Actually, re-running fast with 0.33.0 with and without overflow gives me a difference of 0.3 seconds. I don’t know why I got 3.04 the first time.
There’s something else going on. 0.34.0 is significantly slower than 0.33.0. In my tests I see 2.41 vs 3.56, similar to what @mgomes said.
Oh, well, nevermind… I guess for fasta the thing is that it’s using puts and print a lot. Changing it to STDOUT.flush_on_newline = false makes it faster again.
There is a difference of 0.3s between oveflow and no-overflow, so that might be it.
and ran the tests 3 times each, minimum execution time showed, no averages.
Observations
Using Crystal 0.31.1 with overflow disabled has a significant
impact, and is only 0.62 seconds slower as compared to Crystal 0.30.
From Crystal 0.32.1 up to 0.34.0, disabling overflow has some
impact (0.25 seconds averaged) but compared to Crystal 0.30
the test is on average 1.42 seconds slower.
On average 1.17 seconds, the test program is doing extra work
and this is not to check integer overflows but something else.
Summary (23-05-2020)
Crystal 0.30 0.31.1 0.32.1 0.33.0 0.34.0
Fibonacci N/A 2.55 3.34 3.43 3.28
n = 35
Delta t -0.88 -0.28 -0.28 -0.20
no overflow
checks
compared with
18-05-2020
Delta t 0.62 1.41 1.50 1.35
compared with
Crystal 0.30
Other metrics
Compile N/A 180.01 178.23 175.83 147.45
Size exe N/A 4270784 4097760 4106032 3929864
Summary (18-05-2020)
No changes made in my codebase
Crystal 0.30 0.31.1 0.32.1 0.33.0 0.34.0
Fibonacci 1.93 3.43 3.62 3.71 3.48
n = 35
Other metrics
Compile 105.09 144.28 147.32 145.88 154.12
Size exe 4135464 3960576 3897608 3913952 3914176
I think I did all I can do. I thought of bisecting the github repo starting at 0.30, but decided to continue work on my interpreter and stay with the Crystal 0.34 version.
Well if you don’t want to bisect it and also won’t let anyone else bisect it, this is a pretty big waste of time.
I’m honestly so annoyed by this thread, why did all these people even continue the guessing game for days when there is a direct and reliable solution that’s just being dismissed.

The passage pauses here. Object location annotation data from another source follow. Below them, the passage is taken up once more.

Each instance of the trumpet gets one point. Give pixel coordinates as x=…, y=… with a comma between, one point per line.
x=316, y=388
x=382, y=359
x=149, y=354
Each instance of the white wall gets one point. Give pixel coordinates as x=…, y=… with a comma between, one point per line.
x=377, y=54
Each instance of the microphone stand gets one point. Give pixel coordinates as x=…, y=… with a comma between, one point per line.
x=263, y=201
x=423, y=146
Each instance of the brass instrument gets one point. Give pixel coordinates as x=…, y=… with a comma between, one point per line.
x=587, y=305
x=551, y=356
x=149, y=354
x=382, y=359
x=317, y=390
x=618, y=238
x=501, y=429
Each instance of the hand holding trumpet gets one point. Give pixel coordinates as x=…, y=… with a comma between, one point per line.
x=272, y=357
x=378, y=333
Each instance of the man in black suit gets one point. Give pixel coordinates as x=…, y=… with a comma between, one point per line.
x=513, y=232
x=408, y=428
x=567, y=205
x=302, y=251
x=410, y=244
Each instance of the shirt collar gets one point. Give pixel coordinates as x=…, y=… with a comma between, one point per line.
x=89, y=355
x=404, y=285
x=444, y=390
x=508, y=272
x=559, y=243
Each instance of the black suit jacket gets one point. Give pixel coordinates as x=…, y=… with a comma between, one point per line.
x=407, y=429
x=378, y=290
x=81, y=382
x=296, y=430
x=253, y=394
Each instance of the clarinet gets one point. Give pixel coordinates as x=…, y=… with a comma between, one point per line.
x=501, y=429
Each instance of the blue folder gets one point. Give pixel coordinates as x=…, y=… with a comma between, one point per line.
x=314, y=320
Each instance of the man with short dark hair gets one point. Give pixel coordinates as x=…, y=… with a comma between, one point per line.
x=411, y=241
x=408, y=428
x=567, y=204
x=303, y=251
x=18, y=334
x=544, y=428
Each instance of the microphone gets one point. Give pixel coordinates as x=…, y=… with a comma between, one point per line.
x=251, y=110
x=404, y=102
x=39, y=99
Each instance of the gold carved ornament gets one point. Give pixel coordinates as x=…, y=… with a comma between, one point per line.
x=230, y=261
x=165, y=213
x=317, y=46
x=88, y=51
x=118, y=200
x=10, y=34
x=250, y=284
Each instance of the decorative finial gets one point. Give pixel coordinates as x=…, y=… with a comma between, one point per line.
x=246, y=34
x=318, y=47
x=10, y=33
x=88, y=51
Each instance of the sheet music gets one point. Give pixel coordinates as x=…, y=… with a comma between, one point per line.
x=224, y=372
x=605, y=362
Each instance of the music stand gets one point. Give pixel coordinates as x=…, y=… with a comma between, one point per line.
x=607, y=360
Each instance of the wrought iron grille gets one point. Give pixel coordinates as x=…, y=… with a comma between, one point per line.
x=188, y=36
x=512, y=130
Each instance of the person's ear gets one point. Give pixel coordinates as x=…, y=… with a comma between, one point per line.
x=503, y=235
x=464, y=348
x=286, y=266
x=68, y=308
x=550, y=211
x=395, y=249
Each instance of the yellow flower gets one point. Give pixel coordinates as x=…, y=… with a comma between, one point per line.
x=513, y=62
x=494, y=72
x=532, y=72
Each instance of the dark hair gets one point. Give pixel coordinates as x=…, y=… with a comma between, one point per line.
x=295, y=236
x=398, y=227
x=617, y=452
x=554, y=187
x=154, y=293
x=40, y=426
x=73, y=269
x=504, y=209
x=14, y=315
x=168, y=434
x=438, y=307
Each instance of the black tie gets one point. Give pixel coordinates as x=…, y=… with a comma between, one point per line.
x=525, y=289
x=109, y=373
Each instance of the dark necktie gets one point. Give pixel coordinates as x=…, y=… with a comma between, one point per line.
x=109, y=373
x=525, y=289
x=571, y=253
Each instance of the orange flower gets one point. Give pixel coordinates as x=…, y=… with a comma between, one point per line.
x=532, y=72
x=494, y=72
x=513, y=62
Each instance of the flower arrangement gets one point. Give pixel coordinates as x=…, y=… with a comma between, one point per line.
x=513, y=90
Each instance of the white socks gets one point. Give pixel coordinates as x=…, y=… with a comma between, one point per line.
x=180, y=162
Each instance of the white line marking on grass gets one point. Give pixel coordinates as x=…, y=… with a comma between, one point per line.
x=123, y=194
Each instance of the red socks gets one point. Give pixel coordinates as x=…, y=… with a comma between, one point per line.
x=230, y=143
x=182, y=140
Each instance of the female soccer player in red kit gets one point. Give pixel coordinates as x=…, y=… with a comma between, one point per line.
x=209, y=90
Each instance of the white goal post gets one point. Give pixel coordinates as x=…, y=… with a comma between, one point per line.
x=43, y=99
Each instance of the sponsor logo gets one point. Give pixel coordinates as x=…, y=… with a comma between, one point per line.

It was a productive thread, we got a lot of different benchmarks testing the overflow feature. With respect to the bisecting, @gummybears isn’t referring to bisecting his app, he has said that his code has not changed. What needs to be bisected is Crystal between these versions. So anyone can do that work.
Based on the benchmark results, it does still seem to be something else that caused a slowdown between versions.
I am still wondering if anyone from the core team has any info around what performance benchmark tests are performed between Crystal releases. If none, maybe that is something that we could develop? Performance is a feature of the language that is touted and treasured, and so it would be great if it is measured between releases.
I don’t think you understand, I am talking about perhaps bisecting the Crystal compiler repo but decided against it, as I am not familiar with the code of the Crystal compiler.
Perhaps you should read things better before commenting in such a way. I am working on an interpreter. The performance problem is not with my code as far as I can tell but with the Crystal compiler. There is no guessing game here, I did what people asked me to do and provided the information.
If we’re putting things that way… No I don’t think you understand.
You don’t need to be familiar with any code at all, that’s the great part about bisecting.
But since you’re claiming that the slowdown affects your code particularly, that means any measurement needs both your code where such a slowdown is reproducible and Crystal compiler code. So, what would be measured is your code but what would be bisected based on that is Crystal compiler repo.